CONCOURS DE TRADUCTION ORGANISE PAR VOCABLE, 2007.

 

Lettre rédigée par Jack Kerouac en 1959, adressée à ses amis poètes Allen Ginsberg, Gregory Corso et Peter Orlovsky.

Lauréate du concours avec la traduction suivante :

 

Chers Allen Gregory, Peter,

 

On dirait que mon voyage à Harvard va tomber à l'eau de toute façon parce que Holiday Magazine veut ces deux articles d'ici le 30 mars et il me faudra plusieurs jours pour les taper et aussi pour étoffer nos phrases à partir de notre brouillon. Autrement dit, je reste à la maison à engranger des sous pour l'Inde et la Crète. D'ailleurs, je suis vanné. D'écouter les enregistrements de Chicago (les cassettes) et de repenser aux lectures de poésie, ça m'a encore une fois ruiné le moral. Toujours répéter la même chose à des auditoires différents, toujours cette ardeur à vouloie être accepté. Enfin, vous savez ce que j'en pense et ce que j'en pensais déjà à Fresco.
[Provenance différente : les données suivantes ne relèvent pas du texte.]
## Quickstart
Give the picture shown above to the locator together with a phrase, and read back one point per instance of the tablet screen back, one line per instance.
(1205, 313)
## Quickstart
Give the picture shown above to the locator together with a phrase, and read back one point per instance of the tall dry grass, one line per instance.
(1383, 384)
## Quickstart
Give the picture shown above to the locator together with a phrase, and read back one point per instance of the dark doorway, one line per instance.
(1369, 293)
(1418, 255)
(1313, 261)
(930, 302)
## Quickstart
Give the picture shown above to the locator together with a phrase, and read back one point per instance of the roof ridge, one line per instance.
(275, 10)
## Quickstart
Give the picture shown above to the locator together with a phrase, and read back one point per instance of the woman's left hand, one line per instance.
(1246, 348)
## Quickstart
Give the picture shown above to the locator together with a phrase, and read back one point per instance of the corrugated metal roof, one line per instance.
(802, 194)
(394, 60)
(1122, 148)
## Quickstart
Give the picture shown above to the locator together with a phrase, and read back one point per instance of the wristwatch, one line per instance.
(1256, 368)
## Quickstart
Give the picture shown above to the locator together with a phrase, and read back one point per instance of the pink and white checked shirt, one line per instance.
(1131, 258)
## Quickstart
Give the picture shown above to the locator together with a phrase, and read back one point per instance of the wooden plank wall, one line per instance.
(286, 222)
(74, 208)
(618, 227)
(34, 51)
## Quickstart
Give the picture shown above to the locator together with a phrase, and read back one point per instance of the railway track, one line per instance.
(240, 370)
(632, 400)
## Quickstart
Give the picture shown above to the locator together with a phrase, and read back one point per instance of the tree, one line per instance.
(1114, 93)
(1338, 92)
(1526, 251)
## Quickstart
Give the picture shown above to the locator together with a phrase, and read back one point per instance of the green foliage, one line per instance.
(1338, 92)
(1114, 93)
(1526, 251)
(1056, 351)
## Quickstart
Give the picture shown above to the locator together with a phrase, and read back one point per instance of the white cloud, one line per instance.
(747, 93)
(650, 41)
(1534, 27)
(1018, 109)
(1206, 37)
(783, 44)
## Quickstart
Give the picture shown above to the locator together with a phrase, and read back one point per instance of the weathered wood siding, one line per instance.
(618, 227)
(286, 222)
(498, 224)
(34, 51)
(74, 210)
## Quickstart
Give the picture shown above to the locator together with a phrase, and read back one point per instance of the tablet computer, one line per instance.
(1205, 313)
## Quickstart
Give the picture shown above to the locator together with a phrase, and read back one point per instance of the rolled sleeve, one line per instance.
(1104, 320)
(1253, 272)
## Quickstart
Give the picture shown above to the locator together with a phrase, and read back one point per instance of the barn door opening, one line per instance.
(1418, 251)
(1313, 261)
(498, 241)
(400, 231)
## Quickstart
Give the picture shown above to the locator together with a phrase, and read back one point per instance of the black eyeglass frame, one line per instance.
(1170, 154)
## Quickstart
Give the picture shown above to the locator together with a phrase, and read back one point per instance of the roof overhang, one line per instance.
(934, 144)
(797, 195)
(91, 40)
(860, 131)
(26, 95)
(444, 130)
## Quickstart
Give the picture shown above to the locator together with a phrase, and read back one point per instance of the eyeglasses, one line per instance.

Ci-joint le fric que je vous dois, un chèque de 15 dollars. Si jamais je perds subitement la boule et que je décide d'aller à Harvard avec vous, de toute façon je serai à votre piaule vers 3 ou 4 heures jeudi.
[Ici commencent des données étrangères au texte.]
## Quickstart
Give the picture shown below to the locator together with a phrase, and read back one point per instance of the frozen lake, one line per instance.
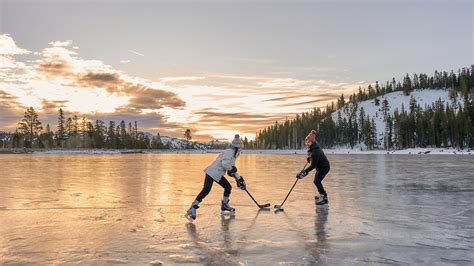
(96, 209)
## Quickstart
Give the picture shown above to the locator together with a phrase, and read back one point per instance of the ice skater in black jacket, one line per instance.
(319, 161)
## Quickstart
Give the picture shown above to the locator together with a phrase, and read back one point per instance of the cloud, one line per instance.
(10, 110)
(60, 78)
(176, 79)
(135, 52)
(211, 104)
(8, 46)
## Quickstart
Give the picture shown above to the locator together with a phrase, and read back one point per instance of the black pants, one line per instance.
(208, 181)
(318, 179)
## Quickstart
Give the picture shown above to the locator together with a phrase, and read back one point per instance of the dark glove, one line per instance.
(301, 174)
(241, 183)
(232, 171)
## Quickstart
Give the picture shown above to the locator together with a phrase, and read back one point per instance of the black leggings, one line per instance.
(318, 178)
(208, 185)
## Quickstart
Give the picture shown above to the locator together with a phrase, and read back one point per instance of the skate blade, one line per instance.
(189, 218)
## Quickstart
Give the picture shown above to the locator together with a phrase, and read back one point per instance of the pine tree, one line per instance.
(407, 87)
(61, 132)
(30, 126)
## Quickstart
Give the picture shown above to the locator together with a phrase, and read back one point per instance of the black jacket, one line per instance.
(318, 158)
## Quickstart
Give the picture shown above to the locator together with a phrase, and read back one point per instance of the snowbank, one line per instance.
(417, 151)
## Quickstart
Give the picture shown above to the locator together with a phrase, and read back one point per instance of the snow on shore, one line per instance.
(421, 151)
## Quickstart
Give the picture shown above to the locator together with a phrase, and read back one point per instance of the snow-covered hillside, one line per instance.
(178, 144)
(396, 100)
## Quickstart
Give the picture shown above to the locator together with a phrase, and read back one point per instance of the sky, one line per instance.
(216, 67)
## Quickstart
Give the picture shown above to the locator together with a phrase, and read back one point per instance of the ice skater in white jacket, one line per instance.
(215, 172)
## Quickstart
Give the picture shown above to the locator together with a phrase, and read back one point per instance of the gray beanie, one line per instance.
(237, 143)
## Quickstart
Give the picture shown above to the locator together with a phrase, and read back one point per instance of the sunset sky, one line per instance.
(217, 67)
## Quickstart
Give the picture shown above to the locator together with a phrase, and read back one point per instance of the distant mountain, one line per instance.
(397, 101)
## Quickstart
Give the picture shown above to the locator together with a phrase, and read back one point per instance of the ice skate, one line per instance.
(226, 208)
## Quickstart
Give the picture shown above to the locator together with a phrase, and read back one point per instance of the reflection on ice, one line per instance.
(97, 209)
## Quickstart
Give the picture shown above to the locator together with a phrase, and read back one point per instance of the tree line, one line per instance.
(441, 124)
(80, 132)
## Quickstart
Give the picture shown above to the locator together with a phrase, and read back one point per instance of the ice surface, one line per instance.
(128, 208)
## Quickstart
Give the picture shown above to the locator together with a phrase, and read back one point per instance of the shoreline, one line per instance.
(346, 151)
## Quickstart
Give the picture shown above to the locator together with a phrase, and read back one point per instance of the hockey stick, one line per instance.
(280, 207)
(266, 205)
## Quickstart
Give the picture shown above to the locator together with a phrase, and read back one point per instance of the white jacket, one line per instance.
(221, 164)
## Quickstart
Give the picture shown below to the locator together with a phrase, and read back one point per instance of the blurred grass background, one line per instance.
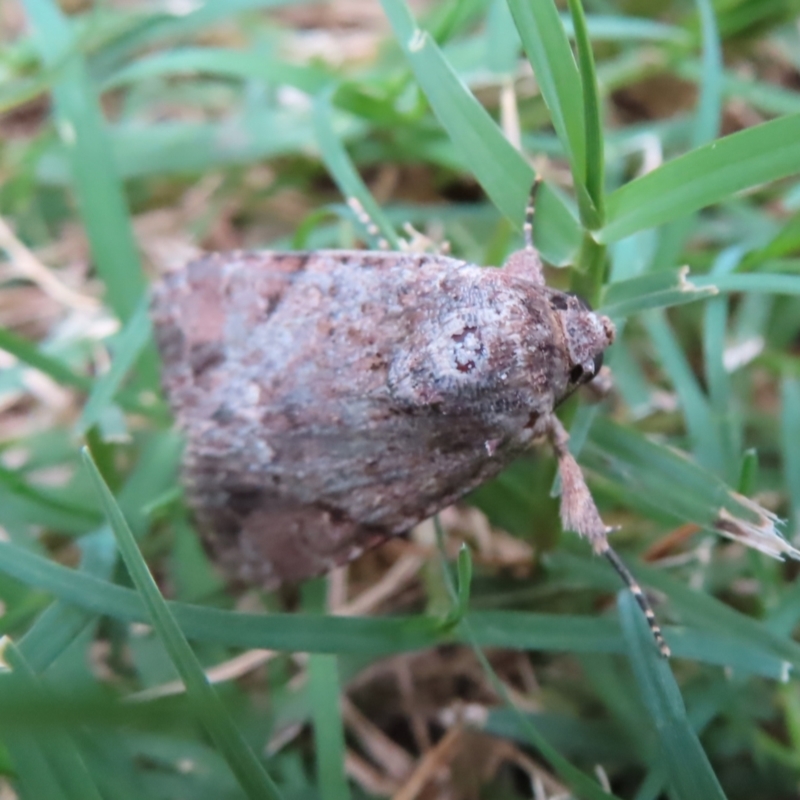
(133, 135)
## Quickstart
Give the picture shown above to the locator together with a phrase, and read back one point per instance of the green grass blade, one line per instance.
(688, 770)
(661, 289)
(245, 65)
(658, 476)
(757, 282)
(58, 748)
(593, 124)
(790, 445)
(341, 168)
(61, 622)
(367, 635)
(707, 175)
(502, 42)
(708, 116)
(97, 187)
(703, 436)
(502, 172)
(548, 49)
(244, 764)
(129, 345)
(30, 354)
(323, 677)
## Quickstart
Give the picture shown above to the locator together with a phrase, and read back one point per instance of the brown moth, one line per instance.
(336, 398)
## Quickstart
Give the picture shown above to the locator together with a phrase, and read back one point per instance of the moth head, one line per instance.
(586, 335)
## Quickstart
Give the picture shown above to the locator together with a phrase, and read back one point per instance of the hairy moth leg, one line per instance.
(579, 513)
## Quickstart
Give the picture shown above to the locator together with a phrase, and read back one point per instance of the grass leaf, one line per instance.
(688, 771)
(706, 175)
(248, 770)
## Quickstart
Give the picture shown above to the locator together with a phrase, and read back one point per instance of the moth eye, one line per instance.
(584, 304)
(579, 375)
(559, 301)
(598, 364)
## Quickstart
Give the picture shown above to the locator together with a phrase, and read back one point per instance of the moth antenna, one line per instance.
(530, 210)
(606, 550)
(373, 231)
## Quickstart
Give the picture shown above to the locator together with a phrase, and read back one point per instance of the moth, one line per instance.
(333, 399)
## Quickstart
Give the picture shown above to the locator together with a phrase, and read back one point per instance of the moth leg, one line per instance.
(526, 262)
(373, 231)
(579, 513)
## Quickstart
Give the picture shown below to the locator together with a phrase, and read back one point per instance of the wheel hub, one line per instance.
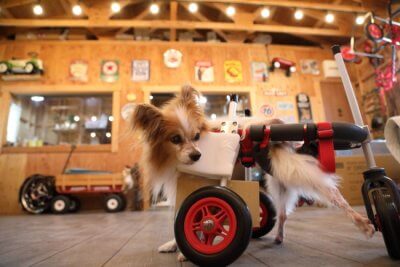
(208, 225)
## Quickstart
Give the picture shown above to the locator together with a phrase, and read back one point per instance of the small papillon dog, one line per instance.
(170, 134)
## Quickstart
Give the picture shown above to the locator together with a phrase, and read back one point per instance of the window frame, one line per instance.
(224, 89)
(8, 90)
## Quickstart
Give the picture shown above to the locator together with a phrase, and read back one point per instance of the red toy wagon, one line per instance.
(40, 193)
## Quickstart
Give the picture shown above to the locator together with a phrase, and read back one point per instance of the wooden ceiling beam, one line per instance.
(6, 13)
(165, 24)
(140, 16)
(173, 14)
(203, 18)
(14, 3)
(285, 3)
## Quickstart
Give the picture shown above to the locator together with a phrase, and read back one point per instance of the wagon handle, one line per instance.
(73, 147)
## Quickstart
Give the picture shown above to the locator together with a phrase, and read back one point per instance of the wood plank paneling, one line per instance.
(12, 174)
(58, 55)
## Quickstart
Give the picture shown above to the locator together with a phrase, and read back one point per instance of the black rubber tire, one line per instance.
(370, 36)
(40, 202)
(74, 204)
(388, 221)
(116, 206)
(271, 217)
(31, 65)
(240, 240)
(60, 204)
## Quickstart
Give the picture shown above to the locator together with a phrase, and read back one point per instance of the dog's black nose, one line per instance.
(195, 156)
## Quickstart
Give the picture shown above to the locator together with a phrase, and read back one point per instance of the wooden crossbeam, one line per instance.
(283, 3)
(14, 3)
(165, 24)
(173, 16)
(203, 18)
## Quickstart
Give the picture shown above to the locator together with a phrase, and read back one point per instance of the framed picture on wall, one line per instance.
(259, 71)
(233, 71)
(109, 70)
(204, 71)
(78, 71)
(140, 70)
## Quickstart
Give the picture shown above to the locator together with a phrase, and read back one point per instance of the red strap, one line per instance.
(326, 151)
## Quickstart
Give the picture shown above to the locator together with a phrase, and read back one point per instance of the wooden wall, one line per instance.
(58, 55)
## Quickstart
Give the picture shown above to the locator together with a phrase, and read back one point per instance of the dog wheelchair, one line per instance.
(213, 225)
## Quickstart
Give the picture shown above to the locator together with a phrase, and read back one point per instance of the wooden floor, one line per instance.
(315, 237)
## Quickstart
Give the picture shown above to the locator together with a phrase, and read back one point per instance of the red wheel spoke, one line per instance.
(222, 231)
(210, 239)
(204, 225)
(196, 226)
(205, 211)
(220, 216)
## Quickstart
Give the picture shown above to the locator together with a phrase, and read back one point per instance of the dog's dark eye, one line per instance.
(176, 139)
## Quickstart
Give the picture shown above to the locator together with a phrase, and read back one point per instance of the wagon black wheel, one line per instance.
(114, 203)
(74, 204)
(60, 204)
(3, 68)
(374, 32)
(29, 68)
(267, 216)
(36, 194)
(213, 226)
(388, 221)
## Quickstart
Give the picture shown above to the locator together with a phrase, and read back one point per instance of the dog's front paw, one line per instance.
(364, 224)
(279, 239)
(181, 257)
(170, 246)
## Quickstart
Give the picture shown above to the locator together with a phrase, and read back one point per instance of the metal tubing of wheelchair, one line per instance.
(351, 97)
Mais ça, c'est seulement si je finis et si j'envoie ces deux articles à temps. Quasiement impossible. Qu'est-ce que vous pensez de la typographie de ma nouvelle machine à écrire?

L'American College Dictionary m'a envoyé sa belle définition bien nase de "beat generation", ils voulaient savoir si je souhaitais la modifier, la corriger ou en faire une nouvelle. La leur est pas piquée des vers, "certains membres de la génération qui atteignirent la majorité après la Seconde Guerre mondiale et qui prônent le détachement de toutes valeurs et contraintes morales et sociales, désabusés qu'ils sont, apparemment, par la Seconde Guerre. Forgée par JK."

Du coup, je leur ai envoyé celle-là : " beat generation, certains membres de la génération qui atteignirent la majorité après la Seconde Guerre mondiale - Guerre de Corée et qui se sont réunis pour relâcher les tensions sociales et sexuelles et embrasser une doctrine alliant le laxisme, une rupture mystique de toute attache et des valeurs simples, désabusés qu'ils sont, apparemment, par la Guerre froide. Forgée par JK."

Si je ne viens pas à Harvard, vous n'aurez qu'à leur balancer cette définition en leur disant que je "plaide le travail comme excuse pour ne pas assister à la lecture de Harvard, puisque tout garçon du Massachusetts qui se respecte rêve de Harvard."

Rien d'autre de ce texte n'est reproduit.